Circa il 35% dei pizzaioli in Italia non è italiano. In pratica più di uno su 3

Trovare un pizzaiolo italiano è diventato difficile, trovarlo napoletano appare un’impresa impossibile. Circa il 35% dei pizzaioli in Italia non è italiano. In pratica più di uno su tre.

Lo rivela Coldiretti che spiega come la maggior parte delle pizze che ogni giorno vengono preparate (e mangiate) nel nostro Paese, non è Made in Italy.

A MILANO SOLO UNA PIZZERIA SU DUE E’ ITALIANA – A Milano le pizzerie gestite da italiani stanno per essere superate da quelle amministrate da cittadini stranieri: su poco meno di 1.300 imprese che nell’attività dichiarano di servire pizze, più di 600 sono in mano a imprenditori non autoctoni.

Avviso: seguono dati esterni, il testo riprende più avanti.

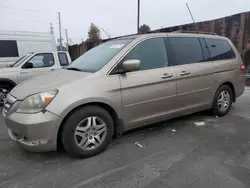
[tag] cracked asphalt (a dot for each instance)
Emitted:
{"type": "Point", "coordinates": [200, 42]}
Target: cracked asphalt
{"type": "Point", "coordinates": [172, 154]}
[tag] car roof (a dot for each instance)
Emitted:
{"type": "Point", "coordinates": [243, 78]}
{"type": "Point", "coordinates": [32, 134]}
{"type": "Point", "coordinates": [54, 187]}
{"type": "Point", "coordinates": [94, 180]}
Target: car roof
{"type": "Point", "coordinates": [172, 34]}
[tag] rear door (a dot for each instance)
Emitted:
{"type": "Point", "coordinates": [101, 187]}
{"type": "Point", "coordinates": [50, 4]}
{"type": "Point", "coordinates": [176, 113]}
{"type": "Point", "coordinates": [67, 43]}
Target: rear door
{"type": "Point", "coordinates": [194, 72]}
{"type": "Point", "coordinates": [148, 94]}
{"type": "Point", "coordinates": [41, 63]}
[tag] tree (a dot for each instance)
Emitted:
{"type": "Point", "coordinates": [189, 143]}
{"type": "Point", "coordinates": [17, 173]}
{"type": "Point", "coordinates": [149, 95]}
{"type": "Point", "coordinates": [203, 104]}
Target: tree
{"type": "Point", "coordinates": [144, 28]}
{"type": "Point", "coordinates": [94, 33]}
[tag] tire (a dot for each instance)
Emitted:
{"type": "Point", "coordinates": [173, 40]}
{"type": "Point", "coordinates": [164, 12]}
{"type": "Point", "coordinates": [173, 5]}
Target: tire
{"type": "Point", "coordinates": [217, 108]}
{"type": "Point", "coordinates": [4, 90]}
{"type": "Point", "coordinates": [77, 123]}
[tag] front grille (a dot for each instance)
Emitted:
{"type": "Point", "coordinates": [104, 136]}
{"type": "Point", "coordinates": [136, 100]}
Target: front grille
{"type": "Point", "coordinates": [10, 100]}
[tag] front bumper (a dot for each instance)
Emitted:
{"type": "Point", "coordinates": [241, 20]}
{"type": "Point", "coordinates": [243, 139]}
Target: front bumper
{"type": "Point", "coordinates": [34, 132]}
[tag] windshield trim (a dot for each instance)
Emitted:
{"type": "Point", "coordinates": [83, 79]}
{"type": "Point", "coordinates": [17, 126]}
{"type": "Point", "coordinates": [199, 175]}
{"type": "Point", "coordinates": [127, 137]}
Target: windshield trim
{"type": "Point", "coordinates": [102, 64]}
{"type": "Point", "coordinates": [22, 59]}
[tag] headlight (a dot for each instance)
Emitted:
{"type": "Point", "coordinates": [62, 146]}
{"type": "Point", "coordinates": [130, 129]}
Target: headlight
{"type": "Point", "coordinates": [37, 102]}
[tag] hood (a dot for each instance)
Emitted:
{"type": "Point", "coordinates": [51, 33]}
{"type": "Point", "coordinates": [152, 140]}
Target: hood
{"type": "Point", "coordinates": [52, 80]}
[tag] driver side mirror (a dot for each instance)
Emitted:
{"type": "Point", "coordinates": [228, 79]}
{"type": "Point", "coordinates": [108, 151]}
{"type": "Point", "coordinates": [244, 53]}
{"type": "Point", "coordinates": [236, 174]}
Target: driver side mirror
{"type": "Point", "coordinates": [28, 65]}
{"type": "Point", "coordinates": [131, 65]}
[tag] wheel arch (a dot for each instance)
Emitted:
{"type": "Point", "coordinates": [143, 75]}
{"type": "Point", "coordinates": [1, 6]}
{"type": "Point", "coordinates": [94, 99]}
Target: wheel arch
{"type": "Point", "coordinates": [7, 81]}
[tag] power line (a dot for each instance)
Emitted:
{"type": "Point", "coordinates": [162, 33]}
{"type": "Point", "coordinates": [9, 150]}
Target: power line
{"type": "Point", "coordinates": [33, 21]}
{"type": "Point", "coordinates": [21, 9]}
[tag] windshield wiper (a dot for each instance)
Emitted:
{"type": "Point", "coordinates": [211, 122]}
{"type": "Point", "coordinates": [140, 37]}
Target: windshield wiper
{"type": "Point", "coordinates": [75, 69]}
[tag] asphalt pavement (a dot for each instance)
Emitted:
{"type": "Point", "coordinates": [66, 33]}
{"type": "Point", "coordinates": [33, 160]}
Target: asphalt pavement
{"type": "Point", "coordinates": [195, 151]}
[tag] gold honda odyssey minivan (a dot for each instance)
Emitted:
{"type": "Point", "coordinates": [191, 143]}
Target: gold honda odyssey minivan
{"type": "Point", "coordinates": [122, 84]}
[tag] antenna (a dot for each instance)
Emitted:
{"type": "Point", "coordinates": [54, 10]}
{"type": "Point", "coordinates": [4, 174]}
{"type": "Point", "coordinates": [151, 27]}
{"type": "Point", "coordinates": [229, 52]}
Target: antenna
{"type": "Point", "coordinates": [190, 13]}
{"type": "Point", "coordinates": [106, 33]}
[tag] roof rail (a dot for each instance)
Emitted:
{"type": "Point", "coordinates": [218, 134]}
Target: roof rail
{"type": "Point", "coordinates": [195, 32]}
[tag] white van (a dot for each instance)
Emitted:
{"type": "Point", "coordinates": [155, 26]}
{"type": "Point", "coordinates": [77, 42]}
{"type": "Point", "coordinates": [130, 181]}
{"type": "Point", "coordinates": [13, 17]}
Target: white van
{"type": "Point", "coordinates": [15, 44]}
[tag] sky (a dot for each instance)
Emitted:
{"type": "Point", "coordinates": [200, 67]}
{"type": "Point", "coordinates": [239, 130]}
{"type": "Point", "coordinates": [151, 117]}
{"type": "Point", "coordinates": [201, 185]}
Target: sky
{"type": "Point", "coordinates": [116, 17]}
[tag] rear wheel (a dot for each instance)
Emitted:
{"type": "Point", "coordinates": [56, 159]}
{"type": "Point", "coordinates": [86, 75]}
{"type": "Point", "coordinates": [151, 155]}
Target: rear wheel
{"type": "Point", "coordinates": [87, 132]}
{"type": "Point", "coordinates": [222, 101]}
{"type": "Point", "coordinates": [4, 91]}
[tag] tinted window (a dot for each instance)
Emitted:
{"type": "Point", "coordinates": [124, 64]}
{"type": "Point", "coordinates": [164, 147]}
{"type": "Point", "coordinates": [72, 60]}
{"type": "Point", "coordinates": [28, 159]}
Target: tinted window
{"type": "Point", "coordinates": [8, 48]}
{"type": "Point", "coordinates": [97, 57]}
{"type": "Point", "coordinates": [204, 49]}
{"type": "Point", "coordinates": [63, 59]}
{"type": "Point", "coordinates": [152, 54]}
{"type": "Point", "coordinates": [186, 50]}
{"type": "Point", "coordinates": [41, 61]}
{"type": "Point", "coordinates": [219, 49]}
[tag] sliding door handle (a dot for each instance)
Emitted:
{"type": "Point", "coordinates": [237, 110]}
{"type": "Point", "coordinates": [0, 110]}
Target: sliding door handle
{"type": "Point", "coordinates": [165, 75]}
{"type": "Point", "coordinates": [184, 73]}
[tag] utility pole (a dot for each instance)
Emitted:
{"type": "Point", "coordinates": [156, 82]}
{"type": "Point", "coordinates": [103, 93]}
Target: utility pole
{"type": "Point", "coordinates": [67, 39]}
{"type": "Point", "coordinates": [51, 29]}
{"type": "Point", "coordinates": [138, 17]}
{"type": "Point", "coordinates": [60, 30]}
{"type": "Point", "coordinates": [190, 13]}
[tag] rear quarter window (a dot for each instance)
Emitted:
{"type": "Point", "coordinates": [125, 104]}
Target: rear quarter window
{"type": "Point", "coordinates": [8, 48]}
{"type": "Point", "coordinates": [185, 50]}
{"type": "Point", "coordinates": [63, 59]}
{"type": "Point", "coordinates": [219, 49]}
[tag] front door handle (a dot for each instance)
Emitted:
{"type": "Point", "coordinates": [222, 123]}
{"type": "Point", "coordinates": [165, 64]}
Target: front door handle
{"type": "Point", "coordinates": [165, 75]}
{"type": "Point", "coordinates": [23, 72]}
{"type": "Point", "coordinates": [184, 73]}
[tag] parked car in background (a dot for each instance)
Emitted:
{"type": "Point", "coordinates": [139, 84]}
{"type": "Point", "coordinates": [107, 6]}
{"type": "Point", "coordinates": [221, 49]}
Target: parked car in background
{"type": "Point", "coordinates": [15, 44]}
{"type": "Point", "coordinates": [29, 66]}
{"type": "Point", "coordinates": [123, 84]}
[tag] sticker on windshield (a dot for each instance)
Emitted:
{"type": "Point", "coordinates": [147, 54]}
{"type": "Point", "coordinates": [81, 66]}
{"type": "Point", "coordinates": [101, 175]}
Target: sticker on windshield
{"type": "Point", "coordinates": [117, 46]}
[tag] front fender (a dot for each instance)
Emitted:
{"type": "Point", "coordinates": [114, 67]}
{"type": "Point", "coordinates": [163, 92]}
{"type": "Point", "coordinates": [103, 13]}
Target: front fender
{"type": "Point", "coordinates": [82, 102]}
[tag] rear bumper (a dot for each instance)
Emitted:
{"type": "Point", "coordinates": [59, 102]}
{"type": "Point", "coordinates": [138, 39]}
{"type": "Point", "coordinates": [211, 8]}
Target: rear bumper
{"type": "Point", "coordinates": [34, 132]}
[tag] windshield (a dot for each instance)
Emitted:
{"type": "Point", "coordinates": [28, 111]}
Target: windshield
{"type": "Point", "coordinates": [19, 61]}
{"type": "Point", "coordinates": [94, 59]}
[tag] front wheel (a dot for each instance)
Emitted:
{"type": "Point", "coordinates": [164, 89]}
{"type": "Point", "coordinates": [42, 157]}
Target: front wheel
{"type": "Point", "coordinates": [87, 132]}
{"type": "Point", "coordinates": [222, 100]}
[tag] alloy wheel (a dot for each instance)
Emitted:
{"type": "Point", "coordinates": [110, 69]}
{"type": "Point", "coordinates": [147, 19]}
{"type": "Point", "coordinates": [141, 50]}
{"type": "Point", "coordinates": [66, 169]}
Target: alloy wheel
{"type": "Point", "coordinates": [3, 95]}
{"type": "Point", "coordinates": [224, 100]}
{"type": "Point", "coordinates": [90, 133]}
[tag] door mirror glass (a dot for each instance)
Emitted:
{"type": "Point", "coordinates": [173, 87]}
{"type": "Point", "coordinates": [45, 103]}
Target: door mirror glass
{"type": "Point", "coordinates": [131, 65]}
{"type": "Point", "coordinates": [28, 65]}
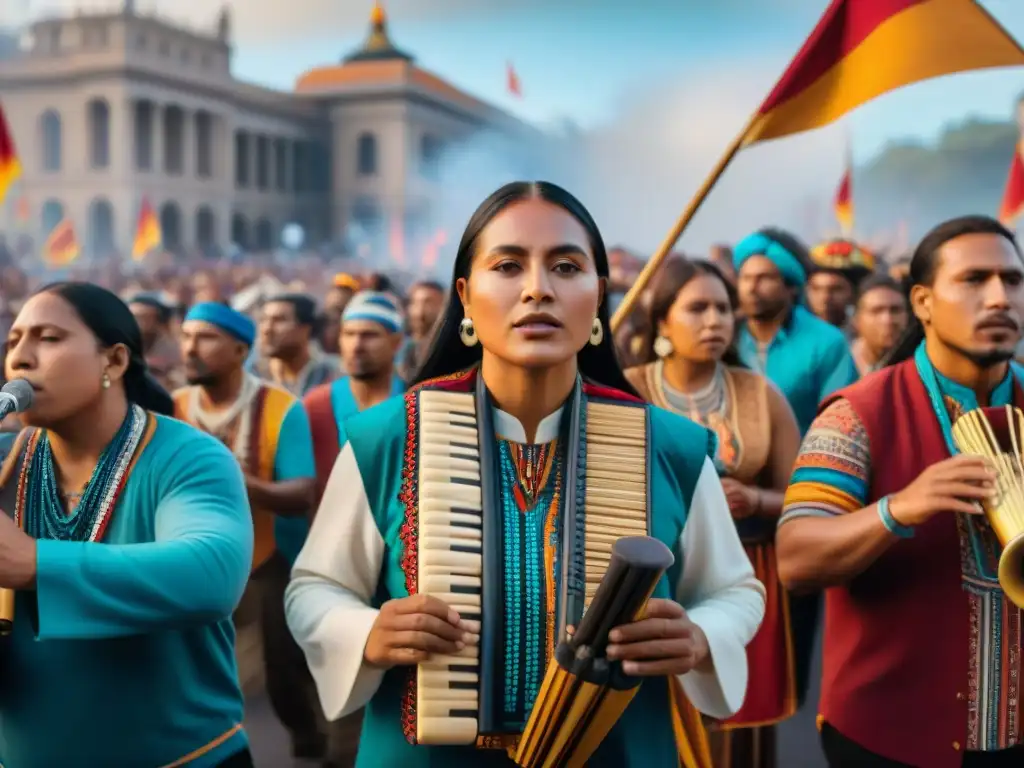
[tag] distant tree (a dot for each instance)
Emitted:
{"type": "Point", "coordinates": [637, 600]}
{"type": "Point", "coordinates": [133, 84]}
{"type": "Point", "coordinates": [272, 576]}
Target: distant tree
{"type": "Point", "coordinates": [964, 172]}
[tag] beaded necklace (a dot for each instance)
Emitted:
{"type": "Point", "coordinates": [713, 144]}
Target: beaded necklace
{"type": "Point", "coordinates": [40, 510]}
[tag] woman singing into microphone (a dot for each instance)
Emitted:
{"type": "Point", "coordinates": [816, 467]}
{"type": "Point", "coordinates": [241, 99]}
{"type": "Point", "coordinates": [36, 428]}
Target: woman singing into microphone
{"type": "Point", "coordinates": [128, 539]}
{"type": "Point", "coordinates": [521, 368]}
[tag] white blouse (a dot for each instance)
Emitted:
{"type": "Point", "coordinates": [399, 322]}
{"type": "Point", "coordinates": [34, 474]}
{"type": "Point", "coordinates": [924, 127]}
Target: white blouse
{"type": "Point", "coordinates": [335, 579]}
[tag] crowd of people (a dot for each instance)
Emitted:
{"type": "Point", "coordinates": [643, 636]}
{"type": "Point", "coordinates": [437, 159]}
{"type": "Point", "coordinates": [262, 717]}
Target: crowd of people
{"type": "Point", "coordinates": [796, 441]}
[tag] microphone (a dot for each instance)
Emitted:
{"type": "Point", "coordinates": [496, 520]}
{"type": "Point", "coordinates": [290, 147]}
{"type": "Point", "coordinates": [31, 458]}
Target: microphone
{"type": "Point", "coordinates": [15, 397]}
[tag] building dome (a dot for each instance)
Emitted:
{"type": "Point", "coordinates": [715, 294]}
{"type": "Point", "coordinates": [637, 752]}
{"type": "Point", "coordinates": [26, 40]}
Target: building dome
{"type": "Point", "coordinates": [378, 46]}
{"type": "Point", "coordinates": [378, 61]}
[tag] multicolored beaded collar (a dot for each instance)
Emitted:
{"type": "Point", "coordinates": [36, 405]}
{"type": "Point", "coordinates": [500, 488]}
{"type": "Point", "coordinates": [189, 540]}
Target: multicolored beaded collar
{"type": "Point", "coordinates": [39, 510]}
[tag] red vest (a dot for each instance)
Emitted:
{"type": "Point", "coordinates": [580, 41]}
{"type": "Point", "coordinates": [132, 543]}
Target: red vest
{"type": "Point", "coordinates": [896, 638]}
{"type": "Point", "coordinates": [324, 429]}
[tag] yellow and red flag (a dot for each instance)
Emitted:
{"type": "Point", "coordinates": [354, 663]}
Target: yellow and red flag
{"type": "Point", "coordinates": [147, 232]}
{"type": "Point", "coordinates": [1013, 195]}
{"type": "Point", "coordinates": [10, 167]}
{"type": "Point", "coordinates": [864, 48]}
{"type": "Point", "coordinates": [514, 86]}
{"type": "Point", "coordinates": [61, 247]}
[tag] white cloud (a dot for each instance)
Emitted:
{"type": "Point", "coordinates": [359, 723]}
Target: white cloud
{"type": "Point", "coordinates": [257, 22]}
{"type": "Point", "coordinates": [639, 171]}
{"type": "Point", "coordinates": [642, 169]}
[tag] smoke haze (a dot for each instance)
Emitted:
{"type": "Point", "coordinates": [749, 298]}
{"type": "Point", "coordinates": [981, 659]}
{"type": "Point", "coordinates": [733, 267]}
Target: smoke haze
{"type": "Point", "coordinates": [636, 172]}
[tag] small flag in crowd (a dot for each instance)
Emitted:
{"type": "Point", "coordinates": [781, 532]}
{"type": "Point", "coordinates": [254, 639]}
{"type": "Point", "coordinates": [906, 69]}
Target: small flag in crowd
{"type": "Point", "coordinates": [863, 48]}
{"type": "Point", "coordinates": [843, 205]}
{"type": "Point", "coordinates": [10, 168]}
{"type": "Point", "coordinates": [147, 232]}
{"type": "Point", "coordinates": [1013, 195]}
{"type": "Point", "coordinates": [61, 247]}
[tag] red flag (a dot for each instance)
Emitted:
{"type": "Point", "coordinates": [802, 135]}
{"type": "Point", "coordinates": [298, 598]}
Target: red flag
{"type": "Point", "coordinates": [147, 231]}
{"type": "Point", "coordinates": [1013, 195]}
{"type": "Point", "coordinates": [61, 247]}
{"type": "Point", "coordinates": [513, 82]}
{"type": "Point", "coordinates": [10, 168]}
{"type": "Point", "coordinates": [863, 48]}
{"type": "Point", "coordinates": [843, 205]}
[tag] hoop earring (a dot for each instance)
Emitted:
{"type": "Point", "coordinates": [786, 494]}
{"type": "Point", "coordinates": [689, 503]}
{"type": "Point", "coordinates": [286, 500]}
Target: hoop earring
{"type": "Point", "coordinates": [467, 333]}
{"type": "Point", "coordinates": [663, 347]}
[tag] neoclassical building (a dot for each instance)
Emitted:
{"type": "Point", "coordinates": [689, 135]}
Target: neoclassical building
{"type": "Point", "coordinates": [108, 110]}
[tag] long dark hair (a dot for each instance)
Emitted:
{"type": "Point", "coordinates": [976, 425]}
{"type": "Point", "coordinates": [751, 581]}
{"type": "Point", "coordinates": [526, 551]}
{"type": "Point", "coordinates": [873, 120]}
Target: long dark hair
{"type": "Point", "coordinates": [672, 278]}
{"type": "Point", "coordinates": [925, 264]}
{"type": "Point", "coordinates": [448, 354]}
{"type": "Point", "coordinates": [112, 323]}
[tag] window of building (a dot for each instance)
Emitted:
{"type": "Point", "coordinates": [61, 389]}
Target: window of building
{"type": "Point", "coordinates": [241, 159]}
{"type": "Point", "coordinates": [367, 160]}
{"type": "Point", "coordinates": [430, 157]}
{"type": "Point", "coordinates": [52, 141]}
{"type": "Point", "coordinates": [262, 163]}
{"type": "Point", "coordinates": [99, 133]}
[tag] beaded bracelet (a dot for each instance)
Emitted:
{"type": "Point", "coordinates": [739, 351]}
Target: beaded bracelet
{"type": "Point", "coordinates": [893, 525]}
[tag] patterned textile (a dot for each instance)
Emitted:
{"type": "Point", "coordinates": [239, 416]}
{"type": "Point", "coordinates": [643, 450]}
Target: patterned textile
{"type": "Point", "coordinates": [832, 476]}
{"type": "Point", "coordinates": [833, 471]}
{"type": "Point", "coordinates": [531, 543]}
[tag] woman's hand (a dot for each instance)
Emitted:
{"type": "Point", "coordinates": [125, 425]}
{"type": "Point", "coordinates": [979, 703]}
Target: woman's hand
{"type": "Point", "coordinates": [17, 556]}
{"type": "Point", "coordinates": [411, 629]}
{"type": "Point", "coordinates": [743, 500]}
{"type": "Point", "coordinates": [664, 642]}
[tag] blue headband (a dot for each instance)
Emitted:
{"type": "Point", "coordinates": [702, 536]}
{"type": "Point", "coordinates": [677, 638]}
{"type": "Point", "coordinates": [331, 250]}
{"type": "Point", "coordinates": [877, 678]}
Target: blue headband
{"type": "Point", "coordinates": [227, 320]}
{"type": "Point", "coordinates": [761, 245]}
{"type": "Point", "coordinates": [375, 306]}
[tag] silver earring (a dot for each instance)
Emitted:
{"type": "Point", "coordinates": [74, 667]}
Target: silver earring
{"type": "Point", "coordinates": [467, 333]}
{"type": "Point", "coordinates": [663, 347]}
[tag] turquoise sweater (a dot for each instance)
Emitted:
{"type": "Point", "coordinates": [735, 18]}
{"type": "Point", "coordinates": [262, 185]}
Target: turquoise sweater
{"type": "Point", "coordinates": [124, 656]}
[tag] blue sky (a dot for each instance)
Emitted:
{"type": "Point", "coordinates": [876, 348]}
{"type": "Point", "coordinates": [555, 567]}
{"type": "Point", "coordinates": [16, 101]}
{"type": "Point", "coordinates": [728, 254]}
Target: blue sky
{"type": "Point", "coordinates": [581, 59]}
{"type": "Point", "coordinates": [660, 85]}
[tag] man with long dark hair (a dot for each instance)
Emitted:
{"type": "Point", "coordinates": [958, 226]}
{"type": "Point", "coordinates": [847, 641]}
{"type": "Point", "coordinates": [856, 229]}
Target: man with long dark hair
{"type": "Point", "coordinates": [922, 647]}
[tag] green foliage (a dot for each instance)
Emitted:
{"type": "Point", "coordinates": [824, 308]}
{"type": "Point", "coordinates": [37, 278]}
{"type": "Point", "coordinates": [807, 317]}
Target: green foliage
{"type": "Point", "coordinates": [922, 184]}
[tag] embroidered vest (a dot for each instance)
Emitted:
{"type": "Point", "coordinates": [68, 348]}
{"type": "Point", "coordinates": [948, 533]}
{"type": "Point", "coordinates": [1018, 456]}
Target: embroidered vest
{"type": "Point", "coordinates": [900, 639]}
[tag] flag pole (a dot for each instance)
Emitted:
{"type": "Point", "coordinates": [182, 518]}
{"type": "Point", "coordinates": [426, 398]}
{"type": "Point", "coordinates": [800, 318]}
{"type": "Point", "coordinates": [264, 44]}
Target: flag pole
{"type": "Point", "coordinates": [628, 302]}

In testa troviamo gli egiziani (pari al 20% del totale delle pizzerie della città) seguiti dagli imprenditori cinesi (4,5%) e dai turchi (2,1%).
Nessun allarme “invasione”, viene precisato: si tratta semplicemente della legge del mercato: probabilmente i loro prodotti incontrano sempre più il gusto dei consumatori milanesi.

DUE PIZZE SU TRE CONTENGONO ALIMENTI STRANIERI – Sempre secondo Coldiretti, le pizze servite nei piatti italiani contengono spesso e volentieri alimenti provenienti dall’estero. Dalla mozzarella lituana al concentrato pomodoro cinese, passando per l’olio tunisino e il grano canadese: in quasi due pizze su tre servite in Italia sono ottenute da un mix di ingredienti provenienti da migliaia di chilometri di distanza senza alcuna indicazione per i consumatori.